Le Conseil à Nice et Sophia Antipolis, écosystème unique riche en enseignements
Les 13 et 14 décembre, Anne Alombert, Justine Cassell, Olga Kokshagina et Eric Salobir, membres du Conseil, étaient à Nice et Sophia Antipolis, pour deux journées en lien avec nos travaux sur la transmission des savoirs, l’économie de l’attention et la relation entre les humains et les machines.
Ce déplacement s’inscrit dans la démarche d’ouverture du débat engagée par le Conseil depuis plusieurs mois. Au-delà de la diffusion des travaux de la mandature, il s’agit avant tout de prêter une oreille attentive aux acteurs de terrain et de restituer des initiatives qui entrent en résonance directe avec les thématiques traitées par le Conseil depuis février 2021.
Deux journées d’un intense programme
A Nice, la délégation a d’abord visité le lycée professionnel Magnan, établissement démonstrateur numérique, pour des échanges avec les équipes pédagogiques et l’observation de dispositifs numériques en classe.
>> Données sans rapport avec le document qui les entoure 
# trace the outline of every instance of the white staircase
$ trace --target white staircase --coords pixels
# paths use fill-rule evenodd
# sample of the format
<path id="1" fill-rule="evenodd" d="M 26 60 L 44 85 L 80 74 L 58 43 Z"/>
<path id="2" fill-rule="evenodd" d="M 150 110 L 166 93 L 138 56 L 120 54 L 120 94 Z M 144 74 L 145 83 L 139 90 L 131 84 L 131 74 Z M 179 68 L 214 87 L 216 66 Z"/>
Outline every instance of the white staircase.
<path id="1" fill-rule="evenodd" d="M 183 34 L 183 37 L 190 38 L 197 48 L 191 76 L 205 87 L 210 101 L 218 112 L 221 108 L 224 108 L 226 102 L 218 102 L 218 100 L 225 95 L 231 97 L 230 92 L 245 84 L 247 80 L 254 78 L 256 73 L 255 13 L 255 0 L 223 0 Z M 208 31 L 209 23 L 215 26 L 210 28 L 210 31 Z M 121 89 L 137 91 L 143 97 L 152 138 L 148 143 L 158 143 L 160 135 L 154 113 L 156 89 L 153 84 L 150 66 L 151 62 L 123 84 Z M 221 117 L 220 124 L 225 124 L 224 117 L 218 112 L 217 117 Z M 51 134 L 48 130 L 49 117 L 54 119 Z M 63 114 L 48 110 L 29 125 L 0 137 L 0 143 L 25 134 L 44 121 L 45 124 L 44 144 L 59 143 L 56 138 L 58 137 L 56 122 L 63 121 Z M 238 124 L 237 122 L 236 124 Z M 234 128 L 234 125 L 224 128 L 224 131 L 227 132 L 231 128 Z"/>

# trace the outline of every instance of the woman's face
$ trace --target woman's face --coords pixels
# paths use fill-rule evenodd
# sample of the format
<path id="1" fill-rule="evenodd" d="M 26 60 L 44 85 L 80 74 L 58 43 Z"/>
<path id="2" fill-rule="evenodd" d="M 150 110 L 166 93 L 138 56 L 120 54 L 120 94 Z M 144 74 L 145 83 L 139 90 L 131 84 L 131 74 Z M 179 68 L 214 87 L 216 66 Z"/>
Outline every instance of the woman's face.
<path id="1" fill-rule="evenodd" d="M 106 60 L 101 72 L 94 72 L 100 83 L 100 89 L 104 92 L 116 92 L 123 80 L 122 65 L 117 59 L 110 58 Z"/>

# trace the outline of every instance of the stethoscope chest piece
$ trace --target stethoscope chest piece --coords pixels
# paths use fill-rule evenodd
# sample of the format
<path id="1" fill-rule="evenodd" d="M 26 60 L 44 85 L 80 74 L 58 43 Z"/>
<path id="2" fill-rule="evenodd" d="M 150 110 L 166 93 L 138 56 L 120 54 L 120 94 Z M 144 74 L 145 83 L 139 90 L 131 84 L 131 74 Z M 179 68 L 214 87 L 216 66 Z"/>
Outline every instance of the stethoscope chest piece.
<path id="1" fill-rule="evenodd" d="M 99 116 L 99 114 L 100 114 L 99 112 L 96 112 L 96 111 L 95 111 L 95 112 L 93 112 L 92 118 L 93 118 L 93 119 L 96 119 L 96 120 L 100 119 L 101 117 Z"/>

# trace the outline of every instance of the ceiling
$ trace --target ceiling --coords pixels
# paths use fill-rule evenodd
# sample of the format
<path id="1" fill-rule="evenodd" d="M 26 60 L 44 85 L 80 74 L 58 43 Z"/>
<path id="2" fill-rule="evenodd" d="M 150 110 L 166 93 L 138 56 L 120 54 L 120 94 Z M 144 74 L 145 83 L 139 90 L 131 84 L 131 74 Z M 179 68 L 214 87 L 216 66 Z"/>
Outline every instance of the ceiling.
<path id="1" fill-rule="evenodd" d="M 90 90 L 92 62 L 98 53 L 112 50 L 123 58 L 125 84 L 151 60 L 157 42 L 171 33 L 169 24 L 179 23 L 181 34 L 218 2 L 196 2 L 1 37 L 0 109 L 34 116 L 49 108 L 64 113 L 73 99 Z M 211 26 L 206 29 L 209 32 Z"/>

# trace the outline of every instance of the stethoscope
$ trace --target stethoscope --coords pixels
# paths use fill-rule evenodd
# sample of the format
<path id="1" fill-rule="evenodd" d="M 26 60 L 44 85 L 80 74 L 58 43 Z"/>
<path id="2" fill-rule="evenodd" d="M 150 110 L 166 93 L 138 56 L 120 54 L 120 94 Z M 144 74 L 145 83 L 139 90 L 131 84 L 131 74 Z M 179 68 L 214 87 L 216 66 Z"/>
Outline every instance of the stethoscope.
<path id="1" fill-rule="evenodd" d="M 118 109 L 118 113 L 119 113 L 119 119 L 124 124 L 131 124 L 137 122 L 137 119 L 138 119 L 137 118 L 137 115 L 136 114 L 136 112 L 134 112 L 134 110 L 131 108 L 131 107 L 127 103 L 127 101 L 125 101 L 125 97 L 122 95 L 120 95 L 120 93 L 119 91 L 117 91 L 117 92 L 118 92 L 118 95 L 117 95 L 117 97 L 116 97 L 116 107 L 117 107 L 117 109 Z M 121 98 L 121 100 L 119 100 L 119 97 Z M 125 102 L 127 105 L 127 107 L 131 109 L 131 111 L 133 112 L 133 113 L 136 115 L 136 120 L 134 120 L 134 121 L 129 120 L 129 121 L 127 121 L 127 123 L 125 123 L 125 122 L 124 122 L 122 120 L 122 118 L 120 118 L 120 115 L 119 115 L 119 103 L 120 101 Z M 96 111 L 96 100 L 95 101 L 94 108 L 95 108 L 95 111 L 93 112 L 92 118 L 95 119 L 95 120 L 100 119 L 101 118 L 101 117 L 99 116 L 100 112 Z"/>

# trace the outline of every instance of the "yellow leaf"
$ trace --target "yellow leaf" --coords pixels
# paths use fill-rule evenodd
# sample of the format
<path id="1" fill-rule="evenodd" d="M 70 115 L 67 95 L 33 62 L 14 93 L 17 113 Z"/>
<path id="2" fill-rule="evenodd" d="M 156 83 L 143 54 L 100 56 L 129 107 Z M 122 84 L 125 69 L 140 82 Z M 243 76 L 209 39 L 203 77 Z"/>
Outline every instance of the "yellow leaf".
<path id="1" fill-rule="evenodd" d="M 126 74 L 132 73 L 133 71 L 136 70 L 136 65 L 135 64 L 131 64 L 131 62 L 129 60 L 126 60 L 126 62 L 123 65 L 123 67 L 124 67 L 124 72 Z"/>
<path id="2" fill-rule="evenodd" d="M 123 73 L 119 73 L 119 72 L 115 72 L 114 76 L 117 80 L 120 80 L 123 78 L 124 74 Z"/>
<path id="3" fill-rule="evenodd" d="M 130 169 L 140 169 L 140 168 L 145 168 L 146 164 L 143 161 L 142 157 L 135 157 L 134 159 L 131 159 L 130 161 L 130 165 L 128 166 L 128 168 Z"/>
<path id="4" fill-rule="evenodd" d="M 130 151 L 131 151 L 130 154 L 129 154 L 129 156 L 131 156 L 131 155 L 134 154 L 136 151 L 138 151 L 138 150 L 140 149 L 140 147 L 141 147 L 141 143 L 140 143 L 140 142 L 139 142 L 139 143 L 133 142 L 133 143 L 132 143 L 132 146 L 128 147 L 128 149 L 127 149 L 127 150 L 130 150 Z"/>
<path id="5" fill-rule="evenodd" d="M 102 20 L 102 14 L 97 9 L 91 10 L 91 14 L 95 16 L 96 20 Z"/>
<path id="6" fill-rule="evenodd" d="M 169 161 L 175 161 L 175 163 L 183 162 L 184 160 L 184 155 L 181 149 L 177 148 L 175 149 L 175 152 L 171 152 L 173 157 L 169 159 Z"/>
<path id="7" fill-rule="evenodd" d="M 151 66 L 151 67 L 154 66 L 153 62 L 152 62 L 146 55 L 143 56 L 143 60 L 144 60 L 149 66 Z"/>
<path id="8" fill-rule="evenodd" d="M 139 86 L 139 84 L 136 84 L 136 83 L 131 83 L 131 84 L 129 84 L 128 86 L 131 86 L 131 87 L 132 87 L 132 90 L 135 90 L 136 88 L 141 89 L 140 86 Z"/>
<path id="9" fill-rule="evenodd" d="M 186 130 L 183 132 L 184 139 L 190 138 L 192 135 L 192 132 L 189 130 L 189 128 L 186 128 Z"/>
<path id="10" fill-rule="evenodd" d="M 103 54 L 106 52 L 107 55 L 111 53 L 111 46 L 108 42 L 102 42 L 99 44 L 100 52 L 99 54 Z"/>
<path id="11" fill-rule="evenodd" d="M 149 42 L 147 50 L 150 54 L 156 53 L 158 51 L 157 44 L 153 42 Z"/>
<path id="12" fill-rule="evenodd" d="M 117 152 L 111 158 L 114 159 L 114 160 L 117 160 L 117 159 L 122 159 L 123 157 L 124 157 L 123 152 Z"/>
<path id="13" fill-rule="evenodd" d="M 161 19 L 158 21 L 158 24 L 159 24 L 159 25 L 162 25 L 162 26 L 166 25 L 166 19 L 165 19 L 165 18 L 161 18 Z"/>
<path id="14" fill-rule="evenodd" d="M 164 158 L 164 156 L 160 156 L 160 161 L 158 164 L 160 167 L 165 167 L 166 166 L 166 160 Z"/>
Les membres ont ensuite été reçus par le recteur de l’Académie de Nice, et ont participé à une discussion à bâtons rompus avec des formateurs et personnels du rectorat.
A Sophia Antipolis, la délégation a été reçue au centre Inria pour la démonstration de projets de robotique, et ses membres ont participé à deux tables rondes, consacrées à la dissémination des savoirs et à l’éthique du numérique. Ils ont ensuite visité le fablab SoFAB et les laboratoires I3S et LEAT, où des chercheurs leur ont présenté leurs travaux, avant de terminer la journée à la Maison de l’Intelligence Artificielle, qui recevait des collégiens pour un stage d’acculturation.
Sur ces deux journées, les membres du Conseil ont également pu échanger avec des élus et cadres de la métropole niçoise, ainsi que de la communauté d’agglomération de Sophia Antipolis et du département des Alpes-Maritimes.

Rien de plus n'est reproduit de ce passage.